I like @jtigger's solution best: encode the error case as a completely different object. That makes the -1 and null are actually valid values problem completely go away. If I did have to choose, my preference would be to use null.

To be useful for test generators, we could agree on this exact shape:

An object containing exactly one property named error which contains a string.


(edit: simplified suggestion in light of #505)

Would an error string indicate that the test should check for an exception (or Either return value in languages like haskell) with the given message?

Would an error string indicate that the test should check for an exception (or Either return value in languages like haskell) with the given message?

I think I agree with the first part (check for an exception, or Either, or Result, or whatever is appropriate), but not with the second part ("with the given message")

I was thinking about

The value of "message" is not to be taken literally.

If that means what I think it means, I think I agree. I generally think it is strange to test for an exact string in an error message, since it leaves a risk that the tests will break if I need to change the string.
But then you ask, how do I check that the code is giving back the correct error? Well, if strings are involved, I'd be OK with testing that the string contains some essential part of the error. Gives back a little bit of risk of breakage, but gives a bit of assurance.

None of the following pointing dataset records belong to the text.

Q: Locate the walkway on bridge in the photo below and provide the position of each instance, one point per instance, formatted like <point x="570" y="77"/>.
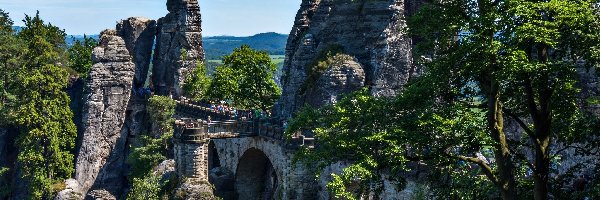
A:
<point x="193" y="125"/>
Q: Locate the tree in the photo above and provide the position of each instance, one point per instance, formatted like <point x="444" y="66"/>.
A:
<point x="247" y="75"/>
<point x="487" y="62"/>
<point x="518" y="58"/>
<point x="11" y="52"/>
<point x="5" y="23"/>
<point x="145" y="188"/>
<point x="224" y="84"/>
<point x="197" y="83"/>
<point x="154" y="148"/>
<point x="41" y="110"/>
<point x="80" y="55"/>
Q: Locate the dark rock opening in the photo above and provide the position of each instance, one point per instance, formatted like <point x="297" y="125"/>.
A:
<point x="255" y="177"/>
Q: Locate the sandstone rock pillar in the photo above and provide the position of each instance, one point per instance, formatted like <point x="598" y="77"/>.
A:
<point x="107" y="96"/>
<point x="178" y="46"/>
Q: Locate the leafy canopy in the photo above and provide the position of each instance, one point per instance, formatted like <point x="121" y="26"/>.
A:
<point x="246" y="77"/>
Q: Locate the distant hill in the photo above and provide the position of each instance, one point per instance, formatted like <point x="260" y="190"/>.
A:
<point x="70" y="39"/>
<point x="218" y="46"/>
<point x="17" y="28"/>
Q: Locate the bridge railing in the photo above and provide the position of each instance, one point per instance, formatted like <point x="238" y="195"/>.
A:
<point x="229" y="124"/>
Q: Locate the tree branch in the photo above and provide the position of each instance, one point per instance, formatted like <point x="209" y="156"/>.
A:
<point x="521" y="123"/>
<point x="487" y="170"/>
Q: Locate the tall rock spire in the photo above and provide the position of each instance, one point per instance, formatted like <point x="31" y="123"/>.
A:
<point x="178" y="46"/>
<point x="369" y="31"/>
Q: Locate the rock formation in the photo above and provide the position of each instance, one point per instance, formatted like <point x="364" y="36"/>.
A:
<point x="178" y="46"/>
<point x="343" y="75"/>
<point x="138" y="33"/>
<point x="370" y="31"/>
<point x="109" y="89"/>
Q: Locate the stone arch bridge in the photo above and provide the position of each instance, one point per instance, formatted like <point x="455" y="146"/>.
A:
<point x="244" y="158"/>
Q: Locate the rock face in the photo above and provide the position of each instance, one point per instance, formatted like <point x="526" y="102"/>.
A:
<point x="370" y="31"/>
<point x="178" y="46"/>
<point x="100" y="160"/>
<point x="138" y="33"/>
<point x="342" y="76"/>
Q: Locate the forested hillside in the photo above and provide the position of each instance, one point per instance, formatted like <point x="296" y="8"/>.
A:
<point x="218" y="46"/>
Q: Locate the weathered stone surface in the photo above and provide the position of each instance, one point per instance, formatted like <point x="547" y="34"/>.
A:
<point x="344" y="75"/>
<point x="178" y="46"/>
<point x="370" y="31"/>
<point x="265" y="165"/>
<point x="72" y="191"/>
<point x="223" y="180"/>
<point x="100" y="195"/>
<point x="194" y="189"/>
<point x="139" y="33"/>
<point x="101" y="156"/>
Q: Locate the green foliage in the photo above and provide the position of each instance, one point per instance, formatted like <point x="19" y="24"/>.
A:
<point x="145" y="188"/>
<point x="332" y="55"/>
<point x="5" y="23"/>
<point x="356" y="129"/>
<point x="487" y="62"/>
<point x="224" y="83"/>
<point x="197" y="83"/>
<point x="4" y="183"/>
<point x="246" y="77"/>
<point x="36" y="103"/>
<point x="161" y="110"/>
<point x="154" y="148"/>
<point x="219" y="46"/>
<point x="80" y="55"/>
<point x="148" y="153"/>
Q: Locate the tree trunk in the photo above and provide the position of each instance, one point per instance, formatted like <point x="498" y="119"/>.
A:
<point x="506" y="179"/>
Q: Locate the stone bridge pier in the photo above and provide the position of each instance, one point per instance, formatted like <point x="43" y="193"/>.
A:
<point x="191" y="152"/>
<point x="259" y="168"/>
<point x="243" y="168"/>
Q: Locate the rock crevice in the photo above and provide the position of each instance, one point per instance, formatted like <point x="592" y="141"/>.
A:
<point x="370" y="31"/>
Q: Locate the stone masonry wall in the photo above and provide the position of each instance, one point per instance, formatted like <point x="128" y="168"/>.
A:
<point x="192" y="160"/>
<point x="295" y="182"/>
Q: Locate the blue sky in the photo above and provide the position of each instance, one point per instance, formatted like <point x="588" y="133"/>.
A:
<point x="219" y="17"/>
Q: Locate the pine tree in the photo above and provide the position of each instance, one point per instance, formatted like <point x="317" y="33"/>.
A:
<point x="42" y="111"/>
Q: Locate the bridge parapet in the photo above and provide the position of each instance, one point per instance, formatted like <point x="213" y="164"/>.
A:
<point x="241" y="123"/>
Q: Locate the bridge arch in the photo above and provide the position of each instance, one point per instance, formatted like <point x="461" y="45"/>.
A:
<point x="256" y="177"/>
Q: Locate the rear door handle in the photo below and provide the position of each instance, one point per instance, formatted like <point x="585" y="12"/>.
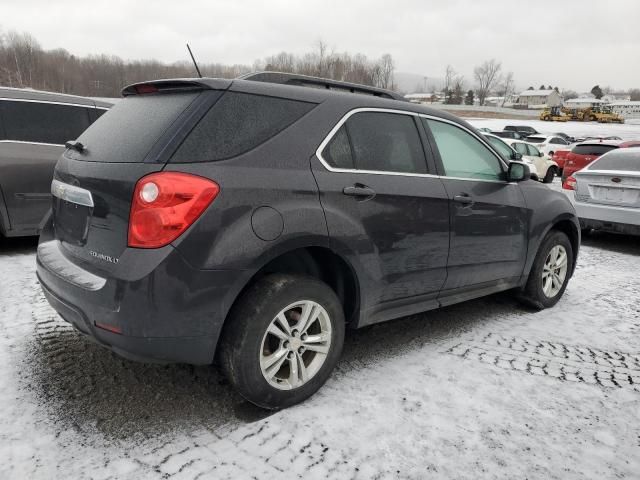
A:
<point x="463" y="198"/>
<point x="359" y="190"/>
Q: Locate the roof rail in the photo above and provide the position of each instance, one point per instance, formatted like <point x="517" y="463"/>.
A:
<point x="318" y="82"/>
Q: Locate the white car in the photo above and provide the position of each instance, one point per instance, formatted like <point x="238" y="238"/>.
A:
<point x="606" y="193"/>
<point x="547" y="169"/>
<point x="548" y="143"/>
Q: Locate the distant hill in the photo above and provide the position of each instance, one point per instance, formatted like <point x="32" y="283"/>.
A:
<point x="407" y="82"/>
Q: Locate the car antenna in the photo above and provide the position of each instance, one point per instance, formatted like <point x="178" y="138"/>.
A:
<point x="194" y="61"/>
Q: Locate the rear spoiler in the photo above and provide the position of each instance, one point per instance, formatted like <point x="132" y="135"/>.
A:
<point x="176" y="85"/>
<point x="318" y="82"/>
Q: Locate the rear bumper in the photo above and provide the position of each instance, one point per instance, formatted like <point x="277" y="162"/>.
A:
<point x="607" y="217"/>
<point x="173" y="315"/>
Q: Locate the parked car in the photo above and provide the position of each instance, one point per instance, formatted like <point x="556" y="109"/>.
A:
<point x="606" y="193"/>
<point x="586" y="152"/>
<point x="508" y="154"/>
<point x="252" y="220"/>
<point x="560" y="156"/>
<point x="548" y="143"/>
<point x="508" y="134"/>
<point x="569" y="139"/>
<point x="547" y="169"/>
<point x="34" y="127"/>
<point x="523" y="130"/>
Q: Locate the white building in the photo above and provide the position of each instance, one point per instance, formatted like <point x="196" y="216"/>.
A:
<point x="628" y="109"/>
<point x="583" y="102"/>
<point x="539" y="99"/>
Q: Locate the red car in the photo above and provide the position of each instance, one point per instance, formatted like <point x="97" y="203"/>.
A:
<point x="586" y="152"/>
<point x="560" y="156"/>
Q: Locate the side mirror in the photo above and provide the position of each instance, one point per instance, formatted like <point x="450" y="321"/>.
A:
<point x="518" y="172"/>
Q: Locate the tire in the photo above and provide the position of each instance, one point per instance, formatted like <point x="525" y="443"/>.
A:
<point x="534" y="293"/>
<point x="248" y="349"/>
<point x="550" y="175"/>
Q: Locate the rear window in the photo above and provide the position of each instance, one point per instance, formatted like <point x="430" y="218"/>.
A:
<point x="618" y="160"/>
<point x="595" y="150"/>
<point x="42" y="122"/>
<point x="126" y="133"/>
<point x="237" y="123"/>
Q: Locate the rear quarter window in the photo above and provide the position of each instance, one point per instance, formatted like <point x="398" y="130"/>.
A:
<point x="43" y="122"/>
<point x="127" y="132"/>
<point x="595" y="150"/>
<point x="237" y="123"/>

Or if the language in question has discriminated variants, I could have something like type error = WindowTooLarge | WindowNegative | InputContainsNonDigits and see that the error is the correct one of those three variants. The display layer can choose how to present those errors to the user separately from the tests that check we're giving back the right error.

Okay, you say, those considerations are more important when writing code that may need to change from time to time and present error messages to its users, but does it translate to Exercism?

Well I do like to instill habits that I think are representative (obvious caveat that what I think is representative might not actually be!). But I can tell you what the tracks that I'm involved in tend to do:

  • Go: check that the error is non-nil, and that it is indeed of type error, don't check the value of Error()
  • Haskell: check Data.Either.isLeft, don't check the value contained in the Left.
  • Rust: check Result#is_err and don't check the value contained in the Err.

I thought interested parties should know that the proposal:

An object containing exactly one property named error which contains a string.

Is being used in #336 and thus #551.

Oh, honestly I should have marked #551 as "Closes #401", since the latest proposal in here has been made official... though note that null is a separate possibility from {"error": ...} for cases where it makes a difference.